Among this sample of physicians, there is relatively high acceptance of prescribing a Polypill for CVD prevention despite relatively modest knowledge about it.

INTRODUCTION

Cardiovascular disease (CVD) accounts for 1 of every 3 deaths in the United States (US), (Lloyd-Jones et al, 2009). Prevention of CVD therefore remains a high public health priority, and the high-rate of initial CVD events that are fatal or disabling makes primary prevention paramount. The conventional clinical approach to primary prevention of CVD relies on identification and treatment of individual threshold-based risk factors such as hyperlipidemia and hypertension. However, a sizeable proportion of CVD events occur among people with average levels of blood pressure (BP) and cholesterol(Law et al, 2004; Rose 1985 ; Wald and Law 2003). This “prevention paradox” occurs because there are many more people in the middle of the distribution of these risk factors(Rose 1985) .
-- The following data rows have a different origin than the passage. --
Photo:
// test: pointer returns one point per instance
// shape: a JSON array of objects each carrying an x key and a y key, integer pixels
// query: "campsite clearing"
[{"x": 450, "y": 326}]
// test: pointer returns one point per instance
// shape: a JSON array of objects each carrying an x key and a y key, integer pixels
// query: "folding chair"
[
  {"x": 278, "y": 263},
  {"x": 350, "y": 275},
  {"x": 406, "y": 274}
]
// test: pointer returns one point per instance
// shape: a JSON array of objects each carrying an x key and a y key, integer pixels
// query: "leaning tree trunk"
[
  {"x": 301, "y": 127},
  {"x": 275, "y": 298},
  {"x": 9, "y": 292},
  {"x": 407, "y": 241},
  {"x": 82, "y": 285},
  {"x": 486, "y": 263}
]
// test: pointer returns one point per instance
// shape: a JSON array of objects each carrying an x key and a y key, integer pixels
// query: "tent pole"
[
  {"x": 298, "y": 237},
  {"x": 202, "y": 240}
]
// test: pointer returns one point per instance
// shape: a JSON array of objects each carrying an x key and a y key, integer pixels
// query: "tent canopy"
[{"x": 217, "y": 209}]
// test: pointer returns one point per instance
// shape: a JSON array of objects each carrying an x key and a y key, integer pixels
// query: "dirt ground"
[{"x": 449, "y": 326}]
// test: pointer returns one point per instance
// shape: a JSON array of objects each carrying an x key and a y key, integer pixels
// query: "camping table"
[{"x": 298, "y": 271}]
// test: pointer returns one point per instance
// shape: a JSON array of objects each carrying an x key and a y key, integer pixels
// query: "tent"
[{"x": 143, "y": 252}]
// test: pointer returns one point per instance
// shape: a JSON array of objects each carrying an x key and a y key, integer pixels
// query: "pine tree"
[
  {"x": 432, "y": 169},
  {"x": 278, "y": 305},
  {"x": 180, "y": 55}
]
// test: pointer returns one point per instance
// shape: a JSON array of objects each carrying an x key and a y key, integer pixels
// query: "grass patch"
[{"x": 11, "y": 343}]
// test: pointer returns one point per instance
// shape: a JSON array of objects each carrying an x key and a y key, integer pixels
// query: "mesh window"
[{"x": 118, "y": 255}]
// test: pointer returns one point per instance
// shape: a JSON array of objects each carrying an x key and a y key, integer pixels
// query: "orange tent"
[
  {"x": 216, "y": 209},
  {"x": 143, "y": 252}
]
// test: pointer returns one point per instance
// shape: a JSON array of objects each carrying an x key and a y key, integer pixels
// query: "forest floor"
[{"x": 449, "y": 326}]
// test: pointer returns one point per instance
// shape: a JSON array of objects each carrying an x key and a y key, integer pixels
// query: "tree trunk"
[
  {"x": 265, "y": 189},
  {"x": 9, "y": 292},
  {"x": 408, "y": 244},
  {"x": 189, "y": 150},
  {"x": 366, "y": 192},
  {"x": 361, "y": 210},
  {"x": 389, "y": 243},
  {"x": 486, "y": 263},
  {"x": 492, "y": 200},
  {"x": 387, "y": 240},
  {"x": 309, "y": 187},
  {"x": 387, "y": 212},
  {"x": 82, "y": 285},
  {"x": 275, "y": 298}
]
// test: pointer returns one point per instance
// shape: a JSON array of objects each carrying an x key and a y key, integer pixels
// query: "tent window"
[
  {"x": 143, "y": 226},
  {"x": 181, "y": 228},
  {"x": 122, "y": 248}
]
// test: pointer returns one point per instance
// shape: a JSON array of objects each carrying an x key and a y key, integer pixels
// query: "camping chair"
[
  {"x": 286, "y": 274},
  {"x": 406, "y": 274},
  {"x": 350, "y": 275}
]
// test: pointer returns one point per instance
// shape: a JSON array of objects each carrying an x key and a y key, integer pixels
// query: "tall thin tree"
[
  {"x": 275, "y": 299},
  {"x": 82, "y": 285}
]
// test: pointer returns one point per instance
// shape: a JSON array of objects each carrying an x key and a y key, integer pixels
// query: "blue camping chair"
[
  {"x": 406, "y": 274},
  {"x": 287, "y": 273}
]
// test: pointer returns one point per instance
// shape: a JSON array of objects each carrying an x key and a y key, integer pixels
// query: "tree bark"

An approach of only offering preventive pharmacotherapy to people with elevated risk factors based on the upper tail of the distribution does not take into full account the consistent increase in relative risk of CVD as BP or cholesterol increases, the combined effects of risk factors, or the fact that the strongest risk factor is age( Hingorani and Psaty, 2009; Lewington et al, 2002; Lewington et al, 2007; Rose 1985). An exclusive risk factor level approach therefore does little to help reduce the risk in the large portion of the population whose overall CVD risk is elevated but whose individual risk factors are only mildly elevated or “normal” (Hingorani and Psaty, 2009; Law et al, 2004; Persell et al, 2006).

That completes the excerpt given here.